Former Utah governor Jon Huntsman was the one candidate who could have given Obama a run for the money. But he was rejected by the GOP base for serving as Obama’s ambassador to China. In the real world, national service—especially in a vital post like Beijing, is regarded as an asset, not deficit.

Now the GOP is left with Reeling Romney, a flawed candidate who bolsters the Democratic chance of retaining the Senate and winning the House. Romney is entitled to a gaffe or two, but his strategy of “doubling-down” on bonehead statements makes him look far out-of-touch with the rest of America.

Saying that 47 percent of Americans “pay no income tax” and fail to “take personal responsibility and care for their lives” is more than an “inelegant statement” -- as Mitt said in his defense of his pitch at the Boca Raton fund-raiser. It’s an insult to hard-working families across the U.S.

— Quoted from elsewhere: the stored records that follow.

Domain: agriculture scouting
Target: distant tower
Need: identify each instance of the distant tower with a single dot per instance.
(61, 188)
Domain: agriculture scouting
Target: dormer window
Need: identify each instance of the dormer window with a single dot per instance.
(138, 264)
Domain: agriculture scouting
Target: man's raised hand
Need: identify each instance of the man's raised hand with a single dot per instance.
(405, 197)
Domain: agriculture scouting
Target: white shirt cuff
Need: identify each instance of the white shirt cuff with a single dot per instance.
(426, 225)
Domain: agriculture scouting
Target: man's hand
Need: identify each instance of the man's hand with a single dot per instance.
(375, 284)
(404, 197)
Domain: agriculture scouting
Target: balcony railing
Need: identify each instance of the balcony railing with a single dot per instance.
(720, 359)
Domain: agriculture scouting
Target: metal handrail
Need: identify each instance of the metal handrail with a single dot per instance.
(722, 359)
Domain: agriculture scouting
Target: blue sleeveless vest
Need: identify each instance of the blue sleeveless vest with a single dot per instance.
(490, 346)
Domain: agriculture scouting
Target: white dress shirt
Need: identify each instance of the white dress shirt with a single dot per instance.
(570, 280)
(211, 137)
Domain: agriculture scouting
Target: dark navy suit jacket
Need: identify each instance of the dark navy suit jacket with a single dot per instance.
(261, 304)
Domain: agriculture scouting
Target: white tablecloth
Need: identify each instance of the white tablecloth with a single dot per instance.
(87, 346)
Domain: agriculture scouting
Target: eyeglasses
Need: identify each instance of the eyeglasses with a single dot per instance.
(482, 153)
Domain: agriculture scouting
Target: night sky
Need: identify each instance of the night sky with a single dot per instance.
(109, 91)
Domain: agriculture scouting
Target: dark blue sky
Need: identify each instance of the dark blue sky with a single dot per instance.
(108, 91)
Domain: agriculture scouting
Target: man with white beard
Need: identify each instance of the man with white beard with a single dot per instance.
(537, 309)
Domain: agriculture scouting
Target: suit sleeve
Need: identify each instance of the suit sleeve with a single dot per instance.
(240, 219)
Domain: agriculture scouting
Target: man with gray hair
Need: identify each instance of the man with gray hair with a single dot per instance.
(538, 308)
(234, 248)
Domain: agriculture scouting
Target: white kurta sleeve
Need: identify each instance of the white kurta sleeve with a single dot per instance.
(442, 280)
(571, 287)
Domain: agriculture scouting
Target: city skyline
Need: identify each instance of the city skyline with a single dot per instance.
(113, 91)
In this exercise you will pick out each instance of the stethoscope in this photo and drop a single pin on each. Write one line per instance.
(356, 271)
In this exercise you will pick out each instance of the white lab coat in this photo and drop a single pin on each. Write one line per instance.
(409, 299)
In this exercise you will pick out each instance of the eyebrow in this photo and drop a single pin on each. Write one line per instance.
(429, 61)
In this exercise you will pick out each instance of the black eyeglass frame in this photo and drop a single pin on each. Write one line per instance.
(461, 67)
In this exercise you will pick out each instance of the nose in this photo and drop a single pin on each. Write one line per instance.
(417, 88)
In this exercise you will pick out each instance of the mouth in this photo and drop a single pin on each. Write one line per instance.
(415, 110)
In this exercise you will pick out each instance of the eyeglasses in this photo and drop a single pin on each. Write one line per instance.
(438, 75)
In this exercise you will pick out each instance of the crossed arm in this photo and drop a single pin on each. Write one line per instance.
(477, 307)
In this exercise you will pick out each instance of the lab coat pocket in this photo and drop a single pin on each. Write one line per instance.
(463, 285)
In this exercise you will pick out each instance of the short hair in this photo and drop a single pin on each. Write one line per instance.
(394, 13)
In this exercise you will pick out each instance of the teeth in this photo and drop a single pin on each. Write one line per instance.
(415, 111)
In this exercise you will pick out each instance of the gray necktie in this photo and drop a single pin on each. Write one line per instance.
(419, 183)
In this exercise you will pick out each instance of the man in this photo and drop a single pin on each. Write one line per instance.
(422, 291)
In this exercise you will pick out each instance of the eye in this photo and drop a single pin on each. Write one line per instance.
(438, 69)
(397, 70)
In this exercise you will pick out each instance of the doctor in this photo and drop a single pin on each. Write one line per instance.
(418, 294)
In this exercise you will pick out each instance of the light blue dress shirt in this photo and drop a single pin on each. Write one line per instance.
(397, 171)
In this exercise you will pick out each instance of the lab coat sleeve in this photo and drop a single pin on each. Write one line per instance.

According to the Center on Budget and Policy Priorities, 61 percent of households that paid no income tax in 2011 paid a payroll tax. They didn’t earn enough money to owe federal income taxes, largely due to the Earned Income Credit passed during the Ford administration and expanded during the Reagan and Bush 11 White Houses.

The other group of Romney deadbeats include the elderly (22 percent of households paid no fed tax) and students/disabled/employed (17 percent). Adding to his self-inflicted wound, Mitt said of the 47 percent, “My job is not to worry about those people.”

Romney’s war on “moochers” follows last week’s knee-jerk response to the attack on the Cairo embassy, in which he accused the Obama White House for siding with those that killed the U.S. ambassador and three aides. Enough said about that one.

The Washington Post today editorialized that Romney’s vision for the country is a “fantasy." It also took Romney’s running mate, Rep. Paul Ryan to task for telling the GOP convention that Obama offers Americans “a dull, adventureless journey from one entitlement to the next, a government-planned life, a country where everything is free but us.” Ryan frets that the safety net may get turned into a hammock.

Obama is a very lucky guy to have Romney as an opponent. Bill Kristol, editor of conservative Weekly Standard, blasted Romney’s 47 percent remark as “arrogant and stupid.” He wants Mitt to step down, replaced by a combination of Ryan and Florida Senator Marco Rubio.

It’s too late in the game for that. Ryan/Rubio in 2016 is more like it.